Gérer la vapeur et les éclaboussures
Vous verrez souvent l’indication “IP65” sur les fiches techniques. En termes simples, cela signifie que le dispositif peut résister aux poussières et aux jets d’eau. Mais la vapeur de la salle de bains est insidieuse : elle parvient à pénétrer même dans des boîtiers qui semblent parfaitement étanches.
Pour éviter cela, nous ne nous contentons pas d’un simple boîtier étanche. Nous utilisons également des joints hermétiques et du silicone pour protéger les endroits où les fils entrent en contact avec le boîtier. Cela empêche l’humidité de atteindre les contacts électriques. Car si l’eau atteint ces contacts, il y a court-circuit. C’est aussi simple que ça.
S’assurer que l’électricité reste où elle doit être
Nous voulons que la chaleur reste à l’intérieur du radiateur, sans s’échapper vers l’extérieur. C’est pourquoi le tube infrarouge est placé à l’intérieur d’une gaine en quartz résistant à haute température. De plus, nous utilisons des isolants en céramique aux extrémités du radiateur. Cela empêche le courant électrique de passer vers la coque métallique.

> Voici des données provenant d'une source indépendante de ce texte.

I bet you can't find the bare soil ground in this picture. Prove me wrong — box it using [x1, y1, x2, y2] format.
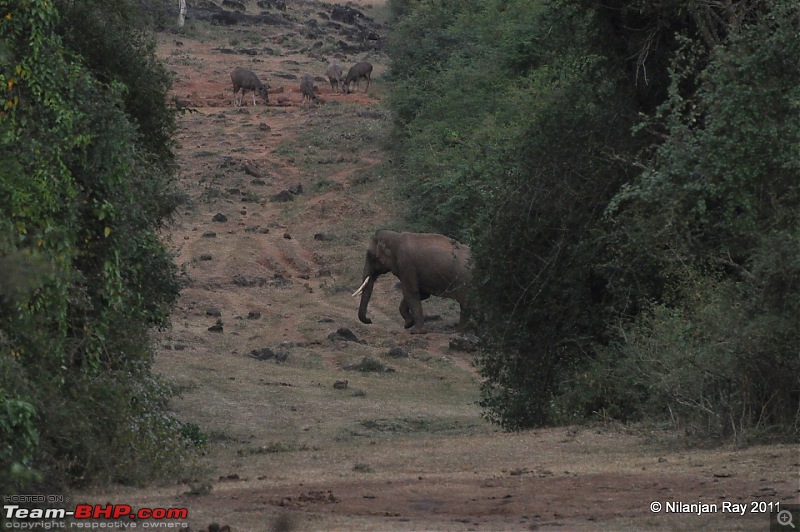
[81, 1, 800, 531]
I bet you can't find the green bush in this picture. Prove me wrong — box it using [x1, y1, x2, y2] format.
[0, 1, 187, 491]
[389, 0, 800, 440]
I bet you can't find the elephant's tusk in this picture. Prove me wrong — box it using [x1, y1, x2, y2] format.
[350, 275, 369, 297]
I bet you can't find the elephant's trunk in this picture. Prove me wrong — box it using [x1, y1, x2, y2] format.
[358, 276, 375, 323]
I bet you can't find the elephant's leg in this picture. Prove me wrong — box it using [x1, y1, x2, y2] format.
[401, 283, 430, 334]
[400, 298, 414, 329]
[405, 294, 430, 334]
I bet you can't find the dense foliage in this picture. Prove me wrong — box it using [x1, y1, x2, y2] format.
[390, 0, 800, 440]
[0, 0, 184, 493]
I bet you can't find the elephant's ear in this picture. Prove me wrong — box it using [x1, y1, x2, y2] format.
[375, 240, 392, 268]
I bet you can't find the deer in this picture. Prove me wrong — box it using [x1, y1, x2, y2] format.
[342, 61, 372, 94]
[231, 67, 269, 106]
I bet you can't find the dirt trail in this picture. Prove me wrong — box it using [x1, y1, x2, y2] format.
[76, 1, 800, 531]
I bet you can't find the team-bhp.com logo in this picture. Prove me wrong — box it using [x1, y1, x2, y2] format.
[3, 504, 189, 528]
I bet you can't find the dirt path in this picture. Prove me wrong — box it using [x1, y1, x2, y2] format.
[76, 1, 800, 531]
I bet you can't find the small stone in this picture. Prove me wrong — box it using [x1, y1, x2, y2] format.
[450, 334, 478, 353]
[328, 327, 360, 343]
[244, 163, 261, 177]
[250, 347, 275, 361]
[270, 190, 294, 203]
[389, 345, 408, 358]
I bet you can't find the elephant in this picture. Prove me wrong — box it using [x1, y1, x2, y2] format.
[353, 230, 470, 334]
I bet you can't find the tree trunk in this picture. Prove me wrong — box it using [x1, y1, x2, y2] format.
[178, 0, 186, 28]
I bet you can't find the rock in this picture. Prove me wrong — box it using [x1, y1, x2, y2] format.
[270, 190, 294, 203]
[328, 327, 362, 343]
[389, 345, 408, 358]
[450, 334, 478, 353]
[244, 163, 261, 177]
[233, 274, 267, 288]
[250, 347, 275, 361]
[222, 0, 245, 13]
[331, 5, 365, 24]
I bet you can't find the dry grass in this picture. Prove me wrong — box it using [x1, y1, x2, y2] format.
[70, 1, 800, 531]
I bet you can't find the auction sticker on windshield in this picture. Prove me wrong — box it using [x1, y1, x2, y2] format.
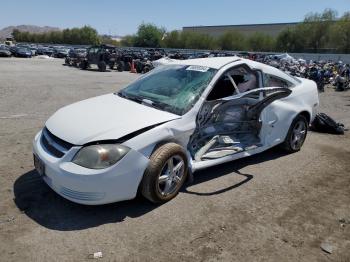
[186, 66, 209, 72]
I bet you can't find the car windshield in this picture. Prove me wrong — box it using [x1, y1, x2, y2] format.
[118, 65, 217, 115]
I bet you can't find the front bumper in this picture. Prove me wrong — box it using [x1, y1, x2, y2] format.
[33, 131, 149, 205]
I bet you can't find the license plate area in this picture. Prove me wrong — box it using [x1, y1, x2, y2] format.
[33, 154, 45, 176]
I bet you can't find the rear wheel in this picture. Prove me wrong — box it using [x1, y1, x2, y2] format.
[80, 60, 89, 70]
[282, 115, 309, 153]
[117, 61, 125, 72]
[141, 143, 188, 203]
[97, 61, 107, 72]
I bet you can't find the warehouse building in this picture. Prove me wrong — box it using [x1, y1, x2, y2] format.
[182, 23, 299, 37]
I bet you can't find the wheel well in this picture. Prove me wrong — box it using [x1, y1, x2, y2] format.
[299, 111, 311, 124]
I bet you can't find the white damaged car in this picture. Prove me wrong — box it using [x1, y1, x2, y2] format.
[33, 57, 319, 205]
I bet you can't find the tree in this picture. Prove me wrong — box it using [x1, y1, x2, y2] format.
[297, 9, 337, 53]
[275, 28, 304, 53]
[330, 12, 350, 53]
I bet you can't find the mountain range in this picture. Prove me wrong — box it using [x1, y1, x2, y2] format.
[0, 25, 61, 39]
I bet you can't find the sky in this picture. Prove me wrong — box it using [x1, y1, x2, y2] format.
[0, 0, 350, 36]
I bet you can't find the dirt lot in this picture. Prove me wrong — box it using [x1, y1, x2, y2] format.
[0, 58, 350, 262]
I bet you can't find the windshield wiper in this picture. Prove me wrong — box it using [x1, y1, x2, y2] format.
[117, 92, 142, 104]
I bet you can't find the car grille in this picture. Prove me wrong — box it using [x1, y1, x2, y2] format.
[41, 127, 73, 158]
[59, 187, 105, 201]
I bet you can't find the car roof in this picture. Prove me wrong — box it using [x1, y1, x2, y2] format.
[172, 56, 241, 69]
[171, 56, 298, 84]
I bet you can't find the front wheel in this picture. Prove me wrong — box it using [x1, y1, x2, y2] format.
[282, 115, 309, 153]
[141, 143, 188, 203]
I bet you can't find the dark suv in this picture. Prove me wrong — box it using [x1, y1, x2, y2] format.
[80, 45, 116, 72]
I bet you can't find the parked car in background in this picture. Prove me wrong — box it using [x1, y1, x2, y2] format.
[80, 45, 116, 72]
[52, 48, 69, 58]
[14, 47, 32, 58]
[64, 48, 86, 66]
[33, 57, 319, 205]
[0, 45, 12, 57]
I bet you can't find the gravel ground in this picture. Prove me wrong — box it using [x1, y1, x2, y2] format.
[0, 58, 350, 262]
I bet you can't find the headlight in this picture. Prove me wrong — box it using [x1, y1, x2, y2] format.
[72, 144, 130, 169]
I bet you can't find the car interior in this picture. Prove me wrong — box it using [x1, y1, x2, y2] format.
[188, 65, 291, 161]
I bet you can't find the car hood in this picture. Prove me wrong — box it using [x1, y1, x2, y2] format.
[46, 94, 180, 145]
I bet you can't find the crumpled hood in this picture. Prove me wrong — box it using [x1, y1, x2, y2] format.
[46, 94, 180, 145]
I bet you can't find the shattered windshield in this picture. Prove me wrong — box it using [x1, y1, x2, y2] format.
[118, 65, 217, 115]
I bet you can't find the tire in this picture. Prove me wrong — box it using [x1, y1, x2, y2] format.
[79, 60, 88, 70]
[117, 61, 125, 72]
[140, 143, 188, 203]
[124, 62, 131, 71]
[97, 61, 107, 72]
[281, 115, 309, 153]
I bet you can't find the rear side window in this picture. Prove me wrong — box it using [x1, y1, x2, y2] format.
[264, 74, 294, 88]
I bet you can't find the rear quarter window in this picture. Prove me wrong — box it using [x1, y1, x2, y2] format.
[263, 74, 294, 88]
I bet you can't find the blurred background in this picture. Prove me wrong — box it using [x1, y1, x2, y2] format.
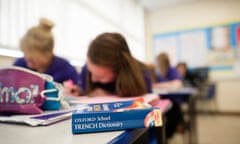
[0, 0, 240, 144]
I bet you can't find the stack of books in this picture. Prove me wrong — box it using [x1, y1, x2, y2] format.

Et n’oubliez pas de vérifier le système de mise à la terre du radiateur. Si quelque chose ne fonctionne pas à l’intérieur du appareil, une bonne mise à la terre permettra au disjoncteur de se déclencher immédiatement. Sans cela, la coque extérieure pourrait devenir conductrice, ce qui serait un scénario catastrophique. Nous utilisons également des câbles double-isolés, afin d’avoir une solution de secours en cas de problème.
En pratique
Aucun joint n’est éternel. Ces radiateurs subissent des cycles thermiques répétés : ils deviennent très chauds, puis se refroidissent. Cette expansion et contraction constantes mettent beaucoup de pression sur les joints. Ils finiront par se détériorer. Je conseille de vérifier ces joints chaque année, pour s’assurer qu’ils ne sont pas endommagés.
Une dernière chose : l’indice IP65 est bien, mais ce n’est pas une protection magique. Si vous branchez ce radiateur dans un circuit sans dispositif de protection contre les courts-circuits, vous prenez un risque énorme. Associez votre radiateur à un dispositif de protection hautement sensible. C’est la seule façon de protéger l’utilisateur et d’éviter que l’appareil ne soit endommagé en cas d’augmentation soudaine de l’humidité.